Control the storage path
- Shorten retention for AI prompt and response logs.
- Segment observability streams so engineering analytics never gets raw secrets.
- Run weekly scans over log sinks for credential patterns and private identifiers.
Control the people path
- Train developers on what not to paste into prompts. Keep it practical and short.
- Write a one-page AI incident first-response doc and rehearse it quarterly.
- Define who can approve high-risk assistant integrations before they go live.
What This Signals for the AI Tooling Industry
The Claude Code source exposure is not an isolated incident. It reflects a structural challenge in the AI tooling industry: software moves from experimental to production-critical faster than security practices adapt. Buyers are now asking harder questions: Where is data processed? How long is it retained? Can we audit it? Can we shut it off quickly?
In 2024, teams mostly asked whether AI coding tools made developers faster. In 2026, that question still exists, but it has a twin: can we trust this in production when pressure spikes? The teams that keep shipping through incidents like this will be the ones who can answer on demand: what did the system see, what did it store, and who can prove it?
Frequently Asked Questions
Has the Claude Code source leak been officially confirmed?
Yes. Anthropic confirmed the incident. The exposure involved approximately 59.8 MB of internal source code across 1,906 files and 513,000 lines. The cause was a source map file accidentally bundled into a production update package. Coverage appeared in SecurityWeek, The Register, Fortune, and VentureBeat.
What is the Vidar malware risk connected to this incident?
Threat actors are using the story to distribute malware through fake “Claude Code leak” repositories on GitHub. Downloads contain Vidar, an information stealer, which installs GhostSocks — a SOCKS5 proxy backdoor. If you downloaded and ran any executable from an unofficial source claiming to be the leaked code, isolate the machine immediately and treat it as compromised.

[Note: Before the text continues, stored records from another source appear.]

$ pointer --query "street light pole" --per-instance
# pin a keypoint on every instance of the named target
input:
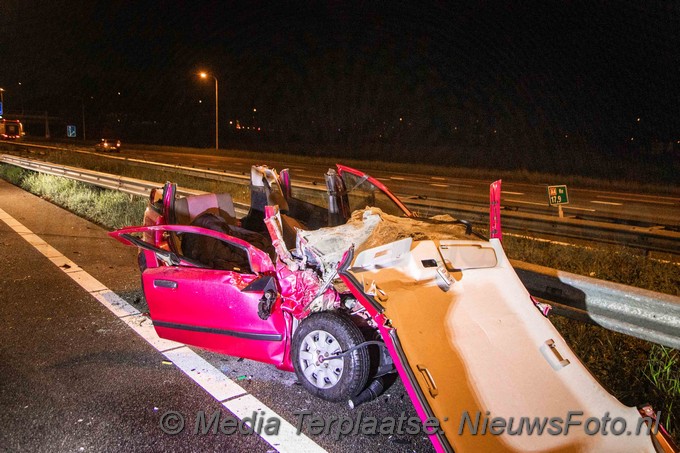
(204, 75)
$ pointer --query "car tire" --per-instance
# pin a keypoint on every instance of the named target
(325, 334)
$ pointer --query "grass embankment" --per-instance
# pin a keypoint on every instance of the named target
(635, 371)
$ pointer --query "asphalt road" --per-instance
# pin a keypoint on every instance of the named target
(624, 207)
(75, 377)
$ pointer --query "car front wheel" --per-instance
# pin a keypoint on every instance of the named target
(319, 338)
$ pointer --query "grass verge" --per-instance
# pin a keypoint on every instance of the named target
(635, 371)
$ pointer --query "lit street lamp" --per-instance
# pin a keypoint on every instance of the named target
(204, 75)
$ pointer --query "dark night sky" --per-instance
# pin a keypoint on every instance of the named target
(557, 68)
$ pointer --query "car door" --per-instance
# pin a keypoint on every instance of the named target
(216, 309)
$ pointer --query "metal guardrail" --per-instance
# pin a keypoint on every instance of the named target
(633, 311)
(645, 238)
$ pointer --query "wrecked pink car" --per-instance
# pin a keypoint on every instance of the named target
(350, 288)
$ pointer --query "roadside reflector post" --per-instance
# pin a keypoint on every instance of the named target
(557, 196)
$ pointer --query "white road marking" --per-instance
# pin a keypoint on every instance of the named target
(214, 382)
(610, 203)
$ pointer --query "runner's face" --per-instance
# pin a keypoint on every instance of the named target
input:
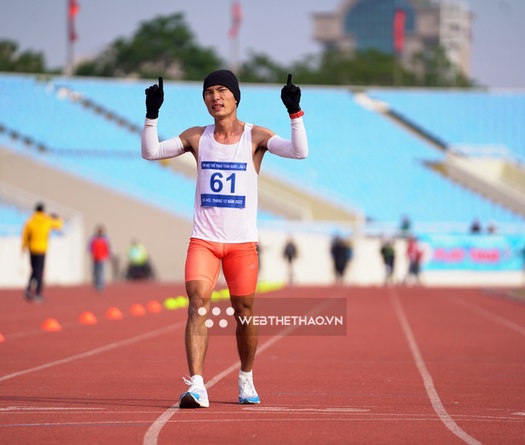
(219, 100)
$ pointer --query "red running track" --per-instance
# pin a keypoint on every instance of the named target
(417, 365)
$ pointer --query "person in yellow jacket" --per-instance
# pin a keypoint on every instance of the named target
(35, 238)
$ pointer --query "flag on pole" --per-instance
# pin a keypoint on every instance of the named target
(73, 9)
(399, 30)
(236, 20)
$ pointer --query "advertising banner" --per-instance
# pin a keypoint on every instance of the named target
(478, 252)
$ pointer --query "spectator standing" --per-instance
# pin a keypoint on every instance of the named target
(388, 254)
(414, 254)
(341, 255)
(290, 254)
(100, 252)
(138, 261)
(35, 239)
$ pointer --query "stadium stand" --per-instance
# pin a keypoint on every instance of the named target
(362, 164)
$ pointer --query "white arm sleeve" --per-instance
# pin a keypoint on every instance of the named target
(297, 148)
(153, 149)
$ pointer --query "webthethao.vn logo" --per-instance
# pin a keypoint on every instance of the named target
(274, 316)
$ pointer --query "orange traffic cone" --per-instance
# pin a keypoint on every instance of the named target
(51, 325)
(88, 318)
(137, 309)
(154, 306)
(114, 313)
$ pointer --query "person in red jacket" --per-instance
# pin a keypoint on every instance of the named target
(100, 253)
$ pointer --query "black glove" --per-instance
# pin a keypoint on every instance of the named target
(291, 95)
(154, 99)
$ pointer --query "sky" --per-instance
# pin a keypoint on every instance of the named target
(282, 29)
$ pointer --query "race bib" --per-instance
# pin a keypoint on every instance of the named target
(222, 184)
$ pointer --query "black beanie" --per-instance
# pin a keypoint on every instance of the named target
(225, 78)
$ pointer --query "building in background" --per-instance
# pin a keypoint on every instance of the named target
(405, 27)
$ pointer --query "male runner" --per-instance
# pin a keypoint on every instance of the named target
(229, 155)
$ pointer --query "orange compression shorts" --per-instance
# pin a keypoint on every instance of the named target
(240, 264)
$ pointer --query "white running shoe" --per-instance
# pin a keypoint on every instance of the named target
(247, 393)
(196, 396)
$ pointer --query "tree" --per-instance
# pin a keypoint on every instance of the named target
(163, 46)
(25, 62)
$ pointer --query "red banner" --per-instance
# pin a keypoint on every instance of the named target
(72, 12)
(236, 20)
(399, 30)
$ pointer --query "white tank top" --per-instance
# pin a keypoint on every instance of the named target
(225, 208)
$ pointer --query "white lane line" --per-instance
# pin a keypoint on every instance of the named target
(432, 393)
(152, 435)
(95, 351)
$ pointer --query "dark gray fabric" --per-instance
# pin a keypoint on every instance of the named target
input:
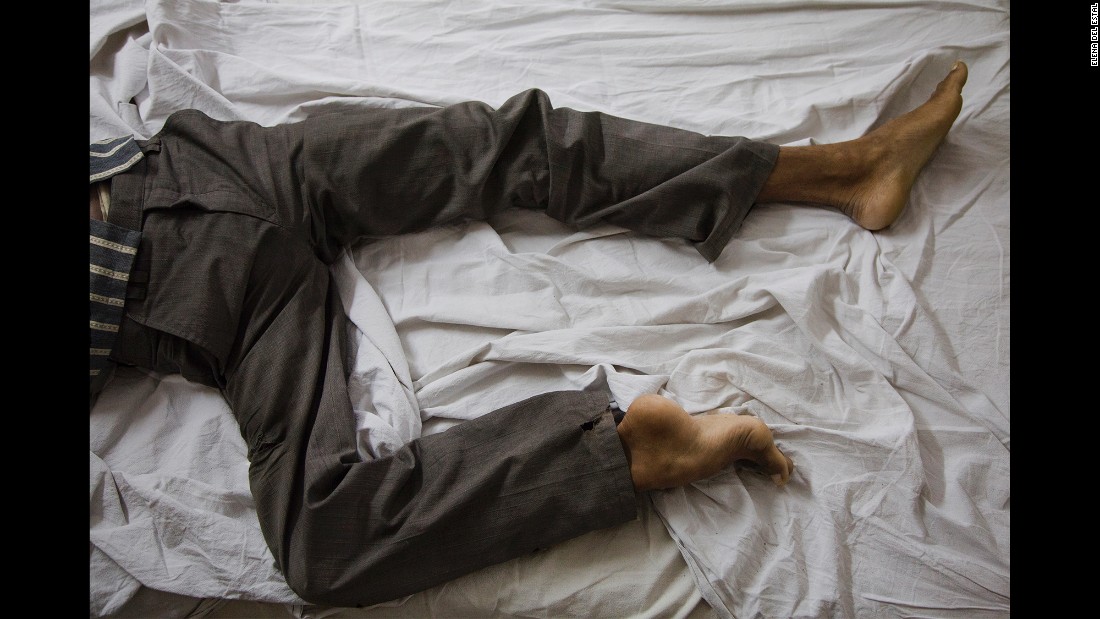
(240, 223)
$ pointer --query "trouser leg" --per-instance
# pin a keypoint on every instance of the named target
(342, 530)
(378, 173)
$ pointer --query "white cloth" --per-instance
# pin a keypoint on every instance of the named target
(881, 361)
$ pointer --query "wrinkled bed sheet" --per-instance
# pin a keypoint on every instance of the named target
(881, 361)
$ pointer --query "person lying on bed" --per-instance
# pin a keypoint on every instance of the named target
(210, 247)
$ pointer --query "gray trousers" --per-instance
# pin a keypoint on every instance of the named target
(240, 223)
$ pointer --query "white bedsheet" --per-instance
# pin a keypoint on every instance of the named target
(881, 361)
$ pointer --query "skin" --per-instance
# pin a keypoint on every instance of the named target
(869, 179)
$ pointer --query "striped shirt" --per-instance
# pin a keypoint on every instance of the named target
(111, 252)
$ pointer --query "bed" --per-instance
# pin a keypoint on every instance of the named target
(880, 360)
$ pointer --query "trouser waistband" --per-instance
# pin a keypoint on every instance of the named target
(128, 195)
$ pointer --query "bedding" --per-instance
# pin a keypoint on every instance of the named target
(880, 360)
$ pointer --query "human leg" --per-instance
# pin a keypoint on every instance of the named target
(869, 178)
(374, 173)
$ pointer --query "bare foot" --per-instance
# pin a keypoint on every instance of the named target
(899, 150)
(869, 178)
(668, 448)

Was customer data or API credentials included in the leak?
According to Anthropic statement, no customer data or API authentication credentials were included. The exposed files primarily cover internal tooling, orchestration scaffolding, and system infrastructure. Model weights and training data were not part of the exposure.
Should engineering teams stop using Claude Code?
Not necessarily. The direct risk to teams using Claude Code legitimately is low — the source exposure does not affect how the tool functions or compromise user data. The primary immediate risk is the malware campaign. Continue using Claude Code through official channels only, and apply the hardening steps above.
For teams evaluating their toolchain while the situation stabilises: our roundup of AI code generation tools in 2026 covers which assistants have strong security track records and enterprise hardening options. Also relevant: the AI accountability and legal landscape in 2026 — source-code incidents like this are precisely what new regulations are now targeting.
What should engineering teams do in the first hour?
Pause high-risk automations, reduce prompt logging, open a single incident channel, check whether anyone downloaded files from unofficial sources, and start key rotation for systems with production access.